Elitist hardcore libbers may not be pleased, but I'm afraid the time
may have come to start treating sympathetic men as equals.  I found
Todd Schneider's experience (which is hardly unique) with feminism
quite to the point...

>   ...the Centre's volunteers got involved in a Take Back The Night march
>   which was restricted to women.  I raised a fuss about this... and
>   promptly found myself persona non grata around there.
>   ...  
>   [I found that] the women's struggle is *primarily* a woman's struggle,
>   and that my energy, aid or whatever should only be employed to their
>   ends when enlisted by them.
>   ...  
>   If the movement really cared about changing both sex' behaviour and
>   attitudes, it would take on another name that would reflect the 
>   dual-gender concern it supposedly has.

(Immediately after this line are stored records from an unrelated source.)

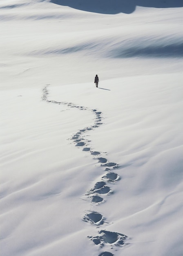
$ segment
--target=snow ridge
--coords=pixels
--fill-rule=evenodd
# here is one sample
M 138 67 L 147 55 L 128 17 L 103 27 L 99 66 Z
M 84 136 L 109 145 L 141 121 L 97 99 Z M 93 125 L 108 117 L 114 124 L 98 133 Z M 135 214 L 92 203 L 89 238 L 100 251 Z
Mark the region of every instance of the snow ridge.
M 83 106 L 76 106 L 71 102 L 65 101 L 57 101 L 54 100 L 50 100 L 48 99 L 49 92 L 47 89 L 47 85 L 43 89 L 43 95 L 42 100 L 48 103 L 53 103 L 58 104 L 67 105 L 70 108 L 76 108 L 80 110 L 87 110 L 87 107 Z M 102 177 L 98 177 L 98 181 L 93 186 L 93 187 L 88 189 L 87 193 L 84 195 L 84 197 L 87 198 L 87 200 L 90 202 L 90 209 L 92 207 L 98 205 L 101 203 L 103 203 L 106 201 L 107 196 L 112 194 L 112 191 L 110 188 L 110 183 L 114 183 L 120 179 L 119 175 L 114 172 L 114 170 L 117 169 L 118 165 L 116 163 L 109 162 L 107 159 L 100 156 L 102 152 L 94 151 L 89 147 L 89 140 L 84 138 L 84 134 L 87 131 L 93 130 L 101 125 L 102 123 L 102 113 L 96 109 L 88 110 L 92 111 L 95 115 L 95 121 L 94 124 L 89 127 L 85 127 L 80 129 L 78 131 L 74 134 L 70 139 L 74 141 L 75 146 L 79 148 L 83 148 L 83 151 L 88 152 L 93 156 L 95 156 L 94 159 L 98 160 L 98 163 L 101 168 L 104 168 L 105 174 Z M 94 211 L 90 209 L 86 211 L 87 212 L 83 218 L 83 220 L 88 223 L 90 223 L 96 229 L 100 228 L 101 225 L 103 227 L 105 225 L 110 224 L 105 220 L 105 217 L 102 214 Z M 98 245 L 99 249 L 105 247 L 108 250 L 113 252 L 115 246 L 115 250 L 119 247 L 124 247 L 129 243 L 128 240 L 130 238 L 123 234 L 116 232 L 111 232 L 105 229 L 101 229 L 98 232 L 99 235 L 94 236 L 88 236 L 88 238 L 94 244 Z M 103 252 L 98 256 L 113 256 L 114 254 L 111 252 Z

How many men out there are going to don aprons and change diapers when
confronted with this kind of encouragement? 

A family model in which men and women share equally in ALL family
responsibilities must become the focus of the movement. If you destroy
the role of `nurturing mother',  you must replace it with an equal or
superior alternative. A balanced marriage, with husband and wife
alternating between breadwinner/homekeeper is the only solution that
comes to mind. And its totally fulfilled parental roles most definitely
provide superior examples for children to emulate.

This may require the women's movement to split between the most
radical, man-and-home hating elements and the more moderate potential
mothers. The second group is the only one with anything worthwhile to
teach men, anyway.

It would be a tragedy if the women's movement were responsible for the
loss of that short period in our life (the 1st 6 years) free from the
supervision of anonymous bureaucrats, institutions, and `teachers',
when it could instead blossom into a `human lib' movement whose purpose
is to merge the best of both sexes into total human beings.

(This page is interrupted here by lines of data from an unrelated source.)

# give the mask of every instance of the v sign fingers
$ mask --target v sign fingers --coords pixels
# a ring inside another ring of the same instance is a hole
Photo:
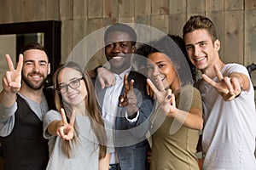
[[[207,82],[208,82],[209,84],[211,84],[212,87],[216,87],[217,82],[214,82],[213,80],[212,80],[209,76],[207,76],[205,74],[202,74],[202,78],[204,79],[204,81],[206,81]]]
[[[73,110],[71,117],[70,117],[70,122],[69,122],[69,124],[71,126],[73,126],[75,119],[76,119],[76,113],[75,113],[75,110]]]
[[[63,108],[61,109],[61,118],[62,118],[62,122],[64,125],[67,125],[67,121],[66,117],[66,113]]]
[[[158,94],[159,90],[157,89],[157,88],[154,86],[154,84],[152,82],[152,81],[148,78],[147,78],[147,82],[148,84],[148,86],[150,87],[150,88],[153,90],[154,94]]]
[[[217,77],[218,78],[218,80],[221,81],[221,80],[223,79],[223,75],[222,75],[222,73],[220,72],[219,68],[218,67],[217,65],[215,65],[213,66],[213,68],[214,68],[215,74],[216,74]]]
[[[6,72],[6,84],[3,84],[5,90],[17,93],[21,87],[21,70],[23,65],[23,55],[20,54],[17,68],[14,68],[14,64],[9,54],[6,54],[6,61],[8,63],[9,71]]]
[[[73,122],[75,114],[74,112],[73,112],[70,119],[70,124],[67,123],[64,109],[61,109],[61,114],[62,117],[63,126],[58,128],[57,134],[63,139],[70,140],[73,138]]]

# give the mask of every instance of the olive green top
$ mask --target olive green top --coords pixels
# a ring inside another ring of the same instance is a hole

-michael `John Lennon lives' ellis

smb@achilles.UUCP (09/22/83)

There is no feminist doctrine that says child-rearing is inherently
bad, degrading, or worthless.  What feminism says is that the choice
of who does what should not be made on the basis that "girls [sic] are
naturally suited for homemaking, and men aren't".  It also says that
such work is not highly valued by our society, either financially or
in status -- have you ever heard the phrase "*just* a housewife" [emphasis
mine]?  (Note the difference between "inherently worthless" and "not
valued by society".)

A woman who *wants* to stay home with her children should feel free to,
though as a practical matter (given the prevailing attitudes in our
society) she should consider whether this is what she wants to do, or
what others expect of her.  Similarly, a man should have the same choices,
and he should go through a similar self-analysis -- he shouldn't be afraid
to stay home with his children because his friends think it weird.  Finally,
if a couple together should decide that day care is undesirable, unsuitable,
or simply unavailable for their children, there should be no presumption that
it's the woman who should stay home and delay or sacrifice her career.

The notion that our current set of sex roles are "evolutionarily better" I
find at best unproved, and most likely false.  And of course, most of what
I said above applies equally well to career choices.  That's what
feminism is really all about:  freedom of choice.